Allow for Practical Play
Ask them questions and let them work out the answers. Find a way of creating learning moments when they don’t get it right. Tell them how they are right, but how they are also wrong. This helps with critical thinking skills as well. For example, if they say they think that four macaroni pieces would fit in the block, but the real answer is eight, then let them glue things together or take them apart to see that, yes, four pieces do fit, but so do another four.
These are notions and activities that STEM aims to instill.
Talk About Math
When children are playing or completing a task, talk over how they made changes and what changes they made and let them try and explain to you why they did it and why they think it worked. Often, math is something that a child catches on to not because they play differently than other kids but because their awareness is expanded by the grown-up in the room.
The Future of Math is in the History
Incorporating history into math will introduce intrigue. Mathematicians all made absolute magic in their time. Showing old media of the way the world was before each mathematical discovery and then immediately after will etch these historical figures into memory as heroes.
You can go further by turning this into interactive storytime with changes in lighting and surroundings. Ending with the question of “What will be created next?” could lead to all the ways they can be involved in future “magic” mathematical inventions. This is helped along by always taking the time to point out the different aspects and ways of solving problems that each child has picked up on.
Earlier we spoke about the magic wand. When you imagine, your mind creates. When you use math, these creations can really be there. That is basically what mathematicians did. Knowing this may be very motivating for a child.
Use the Math They Know
We forget, and therefore kids don’t learn, that math is not only stuff you learn or something that you’re good at. It is something the brain is already doing. When art is happening, ask children to point out larger areas, guess how much bigger, ask if they could work out or explain how they know, teach them to compare using the correct words.
Remember that each thing that young children become aware of is a building block.
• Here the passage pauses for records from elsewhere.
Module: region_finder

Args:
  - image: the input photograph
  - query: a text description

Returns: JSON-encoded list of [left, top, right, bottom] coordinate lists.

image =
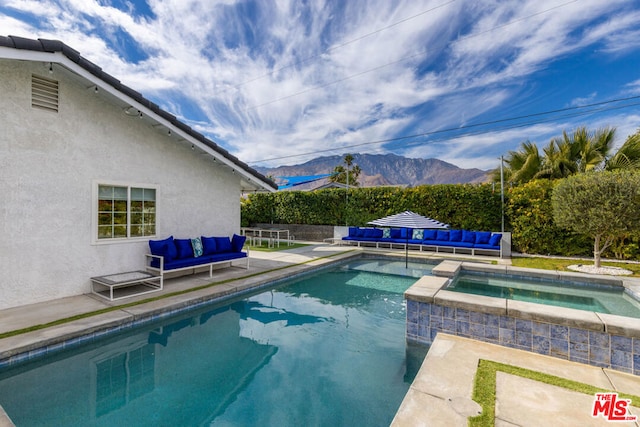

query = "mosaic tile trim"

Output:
[[407, 300, 640, 375]]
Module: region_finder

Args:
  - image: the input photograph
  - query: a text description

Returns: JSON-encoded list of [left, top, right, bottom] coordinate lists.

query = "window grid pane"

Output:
[[98, 185, 156, 239]]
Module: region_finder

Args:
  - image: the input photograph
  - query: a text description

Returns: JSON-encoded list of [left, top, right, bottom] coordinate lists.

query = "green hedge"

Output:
[[242, 180, 640, 259], [242, 184, 502, 230]]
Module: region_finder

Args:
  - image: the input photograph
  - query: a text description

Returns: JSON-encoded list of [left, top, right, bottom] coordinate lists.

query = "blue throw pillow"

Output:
[[191, 237, 204, 258], [215, 236, 231, 252], [200, 236, 217, 255], [476, 231, 491, 245], [173, 239, 193, 259], [462, 230, 476, 243], [436, 230, 449, 242], [149, 236, 178, 262], [231, 234, 247, 252], [422, 230, 436, 240]]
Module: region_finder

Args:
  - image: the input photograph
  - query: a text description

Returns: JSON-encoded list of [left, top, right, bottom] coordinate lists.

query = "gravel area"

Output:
[[567, 264, 633, 276]]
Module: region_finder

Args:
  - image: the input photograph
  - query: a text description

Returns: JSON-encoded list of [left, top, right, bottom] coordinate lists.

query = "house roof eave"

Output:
[[0, 36, 278, 192]]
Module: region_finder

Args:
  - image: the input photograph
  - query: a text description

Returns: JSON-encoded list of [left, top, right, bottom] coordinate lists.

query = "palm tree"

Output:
[[493, 126, 620, 183], [536, 137, 578, 179], [493, 141, 541, 182], [605, 129, 640, 170], [329, 154, 362, 187], [564, 127, 616, 172]]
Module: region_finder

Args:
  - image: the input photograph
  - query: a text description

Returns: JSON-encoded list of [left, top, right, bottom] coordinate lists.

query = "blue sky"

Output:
[[0, 0, 640, 169]]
Eventually, it will be much easier for them to see that Math is just symbolism and representation of what they see around them.
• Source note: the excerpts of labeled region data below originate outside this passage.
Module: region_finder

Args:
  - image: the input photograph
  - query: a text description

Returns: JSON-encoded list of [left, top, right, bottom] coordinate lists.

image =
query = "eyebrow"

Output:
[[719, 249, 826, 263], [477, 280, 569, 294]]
Math is Logic and Art Combined
Using string art, kids can see the effects of the changes they make and actively correct them in new ways.
If instructions become shape-based, then they will each have to contemplate the effect of shape on the function. This will be an enjoyable way to learn math while knowing that “mistakes” are being encouraged because they help with understanding. Allow the children to talk through each step – what they think will happen and why.
Math in Curriculum and in Play
Many parents are concerned about curriculum constraints when it comes to true and natural, and even beneficial learning.
Always keep it visual and relate them to real-life objects and activities. Mathematics labors under the weight of being theoretical only. It used to need to be learned that way, but it has been a mode of creation for this modern world and we have enough classroom-based tools available for this to be adjusted. How to make this weight lighter even further is to encourage kids to create humor that depends on math knowledge.
If not making use of a deck of cards, then bring math into play. Shopping games and other themed games are perfect areas to also allow them to exercise math skills.
Study Suggestions on Math for Young Minds
Another less obvious, more covert way to get kids excited about math is by allowing Math based learning to happen in the earlier hours of the day. This is seemingly very important to a younger mind, and less so for older children. If curriculum lessons must take place, the later parts of the day can serve to reinforce the day’s learning through activities and playtimes.
At Providence Children’s Academy, we know that kids learn best when they are part of the lesson. The lesson can’t happen to them. Math is learned by doing and engaging. We strive to show each child the way in which they are already good at math because math is important and we use it every day.